En 2012, Facebook rachète l'application pour un milliard de dollars. Kevin Systrom devient directeur général (CEO), Mike Krieger, directeur des affaires technologiques.
Mais, alors qu'Instagram était dépendant de Facebook au moment de son rachat, et a largement bénéficié de sa force de frappe pour grandir rapidement, le rapport de force a aujourd'hui changé. Et c'est Facebook qui semble dorénavant en grande partie dépendant d'Instagram.
L'application vient de franchir la barre du milliard d'utilisateurs et pourrait selon le cabinet eMarketer rapporter 10 milliards de dollars de recettes publicitaires en 2019.
Si Kevin Systrom, dont la fortune est évaluée à 1,4 milliard de dollars, est resté évasif sur les motifs de son départ et de celui de M. Krieger -- indiquant vouloir du temps "pour explorer à nouveau (leur) curiosité et (leur) créativité"--, il est clairement dû, selon la presse américaine, à de nombreux désaccords avec la maison mère et son tout-puissant patron Mark Zuckerberg.
Ce dernier cherche à tout prix de nouveaux relais de croissance en terme d'utilisateurs et donc de recettes publicitaires, dont il tire la quasi-totalité de ses revenus.
Quitte à revenir sur la promesse d'autonomie faite aux fondateurs d'Instagram en 2012.
"C'est une machine impitoyable quand il s'agit de réaliser ses objectifs", dit de Mark Zuckerberg l'ancien patron de Twitter Dick Costolo, dans un récent portrait dans le magazine The New Yorker du jeune multi-milliardaire, qui a la réputation d'être peu ouvert à la critique et à la contestation.

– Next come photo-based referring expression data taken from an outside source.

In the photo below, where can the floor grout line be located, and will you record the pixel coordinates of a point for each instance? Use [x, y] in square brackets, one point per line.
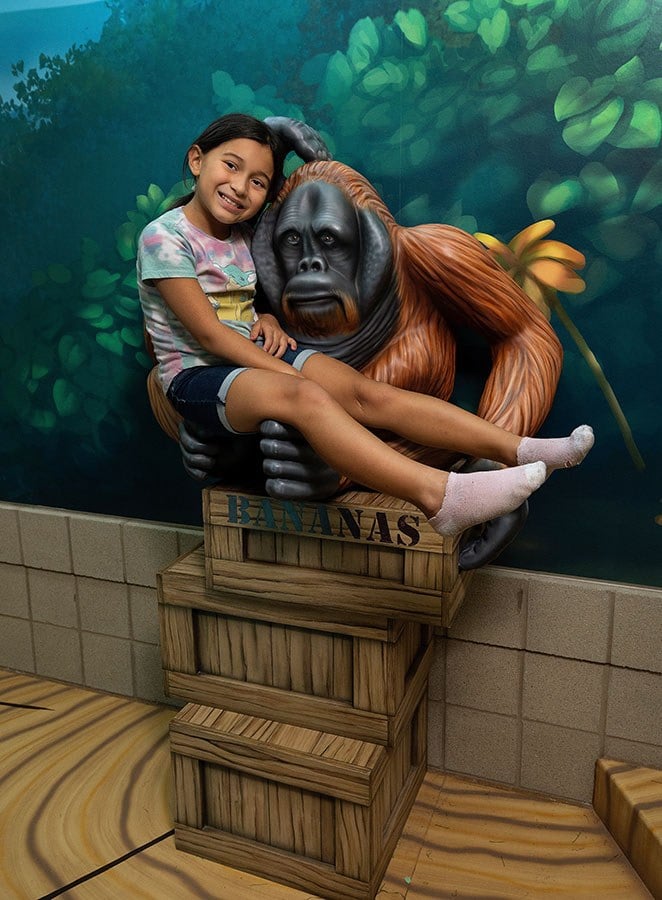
[105, 868]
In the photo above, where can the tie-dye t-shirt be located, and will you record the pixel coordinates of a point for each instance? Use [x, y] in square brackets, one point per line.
[171, 247]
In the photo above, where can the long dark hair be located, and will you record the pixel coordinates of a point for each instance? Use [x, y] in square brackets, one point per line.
[230, 128]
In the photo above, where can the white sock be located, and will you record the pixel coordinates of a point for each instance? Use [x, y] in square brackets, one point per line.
[475, 497]
[557, 453]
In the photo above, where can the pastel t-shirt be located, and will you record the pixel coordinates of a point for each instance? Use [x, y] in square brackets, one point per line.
[172, 247]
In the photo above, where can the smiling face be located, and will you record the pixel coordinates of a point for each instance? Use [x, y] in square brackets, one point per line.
[232, 183]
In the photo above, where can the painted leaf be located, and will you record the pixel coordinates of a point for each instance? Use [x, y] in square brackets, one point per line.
[533, 34]
[584, 134]
[42, 420]
[155, 194]
[547, 59]
[381, 77]
[337, 82]
[91, 311]
[460, 17]
[364, 33]
[59, 274]
[99, 283]
[413, 27]
[630, 73]
[111, 342]
[649, 192]
[66, 399]
[578, 95]
[546, 199]
[495, 31]
[71, 354]
[602, 185]
[643, 128]
[485, 9]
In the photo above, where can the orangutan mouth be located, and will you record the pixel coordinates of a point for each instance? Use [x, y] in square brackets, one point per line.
[321, 315]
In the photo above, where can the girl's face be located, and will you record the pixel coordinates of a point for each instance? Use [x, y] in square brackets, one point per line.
[233, 180]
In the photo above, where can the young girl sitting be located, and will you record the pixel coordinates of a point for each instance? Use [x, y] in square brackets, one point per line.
[226, 367]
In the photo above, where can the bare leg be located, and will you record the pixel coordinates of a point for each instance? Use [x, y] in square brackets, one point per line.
[349, 447]
[433, 422]
[420, 418]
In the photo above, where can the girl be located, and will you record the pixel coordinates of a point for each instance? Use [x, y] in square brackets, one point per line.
[222, 364]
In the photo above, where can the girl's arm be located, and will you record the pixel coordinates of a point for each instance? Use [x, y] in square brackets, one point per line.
[189, 303]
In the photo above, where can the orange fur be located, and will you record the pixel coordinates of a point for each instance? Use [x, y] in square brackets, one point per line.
[445, 278]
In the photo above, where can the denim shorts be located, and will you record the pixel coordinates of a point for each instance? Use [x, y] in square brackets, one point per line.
[199, 393]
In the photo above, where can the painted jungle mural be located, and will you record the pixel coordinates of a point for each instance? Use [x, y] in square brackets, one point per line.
[534, 124]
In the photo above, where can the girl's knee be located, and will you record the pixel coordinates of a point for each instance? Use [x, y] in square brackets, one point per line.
[306, 396]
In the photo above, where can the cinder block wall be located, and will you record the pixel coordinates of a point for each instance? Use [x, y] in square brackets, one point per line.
[538, 676]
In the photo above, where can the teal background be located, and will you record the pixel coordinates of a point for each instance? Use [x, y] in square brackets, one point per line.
[486, 114]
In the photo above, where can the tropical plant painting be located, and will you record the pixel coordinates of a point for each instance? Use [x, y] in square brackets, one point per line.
[534, 124]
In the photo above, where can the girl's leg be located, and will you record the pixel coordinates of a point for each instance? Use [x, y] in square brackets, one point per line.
[433, 422]
[350, 448]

"Ces derniers mois, Systrom et Krieger sont devenus de plus en plus frustrés et mal à l'aise avec l'influence grandissante de Facebook et de Zuckerberg", écrit mardi le site spécialisé Recode.
En cause notamment, l'arrivée de notifications invitant les usagers d'Instagram à contacter leurs abonnés sur ... Facebook.
Et de fait, "Instagram est le nouveau Facebook, bien plus qu'il n'est l'Instagram originel", pense l'investisseur et expert reconnu du secteur Benedict Evans.
Outre les scandales qui ternissent son image, le réseau social aux 2,2 milliards d'utilisateurs souffre d'une érosion nette d'audience parmi les ados et les jeunes adultes, qui lui préfèrent notamment Snapchat et... Instagram.
Et cela commence à se faire sentir financièrement: Facebook avait publié un chiffre d'affaires trimestriel et un nombre d'usagers inférieurs aux attentes des marchés en juillet, ce qui lui avait perdre 19% en Bourse en une seule séance.
- "Impitoyable" -
D'où une volonté nette de reprise en main de Facebook aux allures de "citadelle assiégée" selon The New Yorker, volonté illustrée au printemps par une réorganisation du groupe, dans le sillage du scandale planétaire autour des données personnelles.
Mark Zuckerberg a alors placé à des postes-clés les membres de son premier cercle, comme Chris Cox, à la tête de toutes les plateformes (Facebook, Instagram, WhatsApp et Messenger) tandis qu'un autre proche, Adam Mosseri, devenait vice-président en charge d'Instagram.
Selon le magazine TechCrunch, l'arrivée de MM. Cox et Mosseri a été vue par les fondateurs d'Instagram comme un nouveau coup de canif dans leur indépendance.
A mesure que Facebook s'est empêtré dans les scandales -- des campagnes de manipulations politiques à la fuite de données personnelles -- plusieurs hauts cadres de Facebook ont quitté le navire cette année, comme Eliott Schrage, en charge de la communication mondiale du groupe ou encore Alex Stamos, chef de la sécurité. Selon la presse, ce dernier était en désaccord avec Mark Zuckerberg sur la gestion des différentes crises.
Les deux co-fondateurs de WhatsApp, Jan Koum et Brian Acton, avaient eux quitté Facebook en mai 2018 et en 2017 respectivement, sur fond, là encore, de désaccords avec M. Zuckerberg concernant la confidentialité des données ou la monétisation de la messagerie.
Au moment de claquer la porte, dans la foulée du scandale Cambridge Analytica, Brian Acton avait même appelé au boycott du groupe.